As the Transpeninsular Highway bounces from the Pacific Ocean side of the central peninsula to the Sea of Cortez side on its erratic journey south, there is plenty to feed the eye but precious little for the stomach. There are no automatic food vendors at the few-and-far-between petrol stations (one must top off the tank at every opportunity), no 24-hour Seven-Eleven stores. I like pulling off at ranchos tucked here and there along the highway, where ranchero families traditionally invite transpeninsular pilgrims to share whatever’s cooking on the wood-fired stone hearth that day for around $3 a meal. Rancho Ynes, just south of Cataviña in the center of the peninsula, is justly famous for chiles rellenos (batter-fried poblano peppers stuffed with melted, home-made cheese); at Rancho El Mesquital near the historic mission town of San Ignacio I’ve eaten venado guisado, a thick, spicy stew of wild venison culled from the afternoon hunt.
At the peninsula’s end, after I’ve crossed the Tropic of Cancer and passed the iron-shuttered, pastel-colored houses ringing the quiet Bay of La Paz, it’s back to `gringolandia’ at the fast-growing resort town of Cabo San Lucas.
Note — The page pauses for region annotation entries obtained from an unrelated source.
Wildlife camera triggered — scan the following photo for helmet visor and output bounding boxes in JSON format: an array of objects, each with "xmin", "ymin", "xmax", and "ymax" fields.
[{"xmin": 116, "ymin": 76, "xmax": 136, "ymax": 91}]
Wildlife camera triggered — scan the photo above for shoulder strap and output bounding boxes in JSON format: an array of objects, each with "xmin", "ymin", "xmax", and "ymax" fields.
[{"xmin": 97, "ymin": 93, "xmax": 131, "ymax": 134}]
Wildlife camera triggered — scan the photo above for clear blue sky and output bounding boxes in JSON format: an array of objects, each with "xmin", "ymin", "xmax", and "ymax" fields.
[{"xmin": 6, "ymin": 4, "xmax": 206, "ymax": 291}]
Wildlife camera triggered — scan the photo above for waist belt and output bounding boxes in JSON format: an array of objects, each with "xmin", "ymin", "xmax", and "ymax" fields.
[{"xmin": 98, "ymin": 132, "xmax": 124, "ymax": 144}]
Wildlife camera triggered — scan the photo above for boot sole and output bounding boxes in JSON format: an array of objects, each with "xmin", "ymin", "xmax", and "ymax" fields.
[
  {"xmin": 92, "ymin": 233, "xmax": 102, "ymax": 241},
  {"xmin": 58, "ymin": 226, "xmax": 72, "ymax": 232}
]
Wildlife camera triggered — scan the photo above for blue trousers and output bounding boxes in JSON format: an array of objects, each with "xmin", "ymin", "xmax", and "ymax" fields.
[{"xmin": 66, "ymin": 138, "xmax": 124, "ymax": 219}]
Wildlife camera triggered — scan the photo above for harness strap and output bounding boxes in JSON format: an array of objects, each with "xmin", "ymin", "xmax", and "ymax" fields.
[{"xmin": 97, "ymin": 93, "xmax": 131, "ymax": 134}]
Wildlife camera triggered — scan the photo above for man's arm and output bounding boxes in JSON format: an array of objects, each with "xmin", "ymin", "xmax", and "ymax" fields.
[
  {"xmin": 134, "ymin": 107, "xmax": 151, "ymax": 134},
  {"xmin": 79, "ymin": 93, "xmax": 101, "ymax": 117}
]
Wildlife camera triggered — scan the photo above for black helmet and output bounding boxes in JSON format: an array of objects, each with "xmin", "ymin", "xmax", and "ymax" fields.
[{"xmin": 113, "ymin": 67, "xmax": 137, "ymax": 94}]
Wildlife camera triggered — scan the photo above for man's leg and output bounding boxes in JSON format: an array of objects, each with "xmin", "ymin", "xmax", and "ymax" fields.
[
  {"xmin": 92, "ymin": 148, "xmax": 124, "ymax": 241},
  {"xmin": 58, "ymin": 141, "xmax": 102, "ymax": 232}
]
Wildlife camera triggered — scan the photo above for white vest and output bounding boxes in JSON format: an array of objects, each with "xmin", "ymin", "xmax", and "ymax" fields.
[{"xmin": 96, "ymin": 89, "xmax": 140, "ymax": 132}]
Time to lean against the bar at the Giggling Marlin, guzzle Pacíficos and swap lies with the red-faced North Americans who have flown in via Los Cabos International Airport to live out their Hemingway fantasies at ‘Marlin Alley’, a strait teeming with hard-fighting billfish. Sometimes I’d like to stay longer in Cabo, sampling the fish tacos at Chido’s and waiting in the dark, air-conditioned caverns of Cabo Wabo Cantina for Sammy Hagar y Los Gusanos to put in a surprise performance, but the curving Transpeninsular has a way of yanking on my internal compass. Before I’ve barely thought about it the hood ornament is pointing north and I’m reliving the journey bottom to top.